Saya juga mendapat materi A Tribute To Motorhead, proyek kompilasi yang diproduksi secara kolektif oleh orang-orang yang menamakan dirinya Palembang Motörheadbangers. “Sebagai usaha mengubah duka yang mendalam menjadi apresiasi penghormatan kepada Lemmy Kilmister dan Motorhead,” kata mereka. Proyek gotong-royong ini dikerjakan oleh lima band lokal Palembang; Krank, Inferno, Shekill, Trendy Reject, dan Discoshit yang masing-masing menggubah ulang dua lagu Motorhead. Dua sampel musiknya bisa didengar via Soundcloud Rimauman Music. Sambil tetap mengisap rokok dan menggenggam gelas wiski, Lemmy pasti tersenyum bangga di sana.

Bonita & The Husband baru rilis album baru, bertajuk Rumah. Semua materinya cukup hangat dan intim layaknya suasana rumah yang bahagia. Sebagian nuansanya juga bisa terasa dingin dan berkabut, seperti Bromo. Sejak awal saya suka band ini, dan Rumah jadi salah satu CD yang sering diputar di kamar.

Ada satu band lokal Malang yang sangat saya tunggu rilisannya. Semoga bisa terbit tahun ini. Sudah waktunya sih. Nama mereka sudah tidak asing dan sering seliweran di berbagai pertunjukan musik. Sementara ini, menyimak video singel Wake Up Iris “Rain’s Tale” mungkin agak menghibur dan memberikan harapan.

Much tampil kocak dalam video musik “Uneven” yang digarap dalam format karaoke khas pinggiran dan layak diputar dalam bis malam antar-kota. Brengsek benar idenya.

Eh, anda sudah menyimak materi anyar Nine Inch Nails yang berjudul Not The Actual Events? Ini cukup mengobati kerinduan saya akan polah musikal Trent Reznor yang (kembali) keras, kasar dan gelap. EP ini sontak jadi favorit.

Saya akui agak terlambat mengenal Pagi Tadi. Setelah mendengarkan sealbum penuh Kembara, saya baru sadar kalau mereka memang bagus sekali. Elok serta memikat. Saya rasa cocok bagi penyuka alunan folk yang simpel dan bersahaja macam Leo Kristi, Franki Sahilatua, Ebiet G Ade, Silampukau atau AriReda. Kalau mereka mau bekerja keras, band ini bisa berkembang lebih jauh lagi. Saya yakin.

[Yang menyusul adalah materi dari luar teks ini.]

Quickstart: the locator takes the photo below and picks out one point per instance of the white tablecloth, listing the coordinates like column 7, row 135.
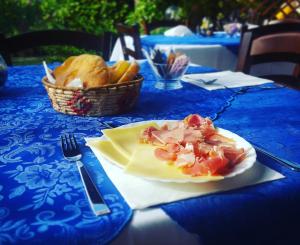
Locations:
column 215, row 56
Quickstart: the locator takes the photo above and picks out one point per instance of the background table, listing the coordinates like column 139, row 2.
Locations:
column 43, row 201
column 218, row 51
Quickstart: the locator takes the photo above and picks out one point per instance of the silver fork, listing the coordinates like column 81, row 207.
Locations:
column 72, row 153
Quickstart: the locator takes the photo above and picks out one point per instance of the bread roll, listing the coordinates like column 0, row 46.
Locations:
column 130, row 73
column 117, row 71
column 91, row 69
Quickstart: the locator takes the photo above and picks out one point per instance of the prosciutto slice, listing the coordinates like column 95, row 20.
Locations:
column 194, row 146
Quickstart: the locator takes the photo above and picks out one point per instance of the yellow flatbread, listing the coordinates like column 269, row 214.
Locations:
column 144, row 163
column 125, row 140
column 109, row 152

Tempo hari ketika ada bazaar buku di Taman Krida Suhat (Malang), saya menemukan No One Here Get Out Alive (Jerry Hopkins dan Danny Sugerman). Buku yang dibandrol diskon 20% itu tampak murah dan sulit dibiarkan begitu saja. Buku biografi Jim Morrisson (The Doors) itu akhirnya saya bawa pulang. Meski saya bukan penikmat karya (musik maupun puisi) Jim Morrisson, tapi musti diakui kalau buku ini memang bagus. Konon dikerjakan dengan sangat serius serta memakan waktu yang lama. Hasilnya adalah kisah yang sangat runut, detil dan dramatis. Seperti ini buku biografi (musisi) itu seharusnya.

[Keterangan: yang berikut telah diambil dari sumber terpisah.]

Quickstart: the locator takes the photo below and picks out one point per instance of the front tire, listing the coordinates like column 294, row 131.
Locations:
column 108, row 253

Semalam, saya baru menyelesaikan buku Lelaki Harimau karya Eka Kurniawan. Sejak awal, saya sudah geleng-geleng kepala membaca gaya narasinya yang kuat. Mengguncang psikologi. Dari Margio yang menyimpan harimau di dalam dirinya, sampai kehidupan keluarganya yang mengenaskan. Klimaksnya berada tepat di kalimat terakhir. Sadis.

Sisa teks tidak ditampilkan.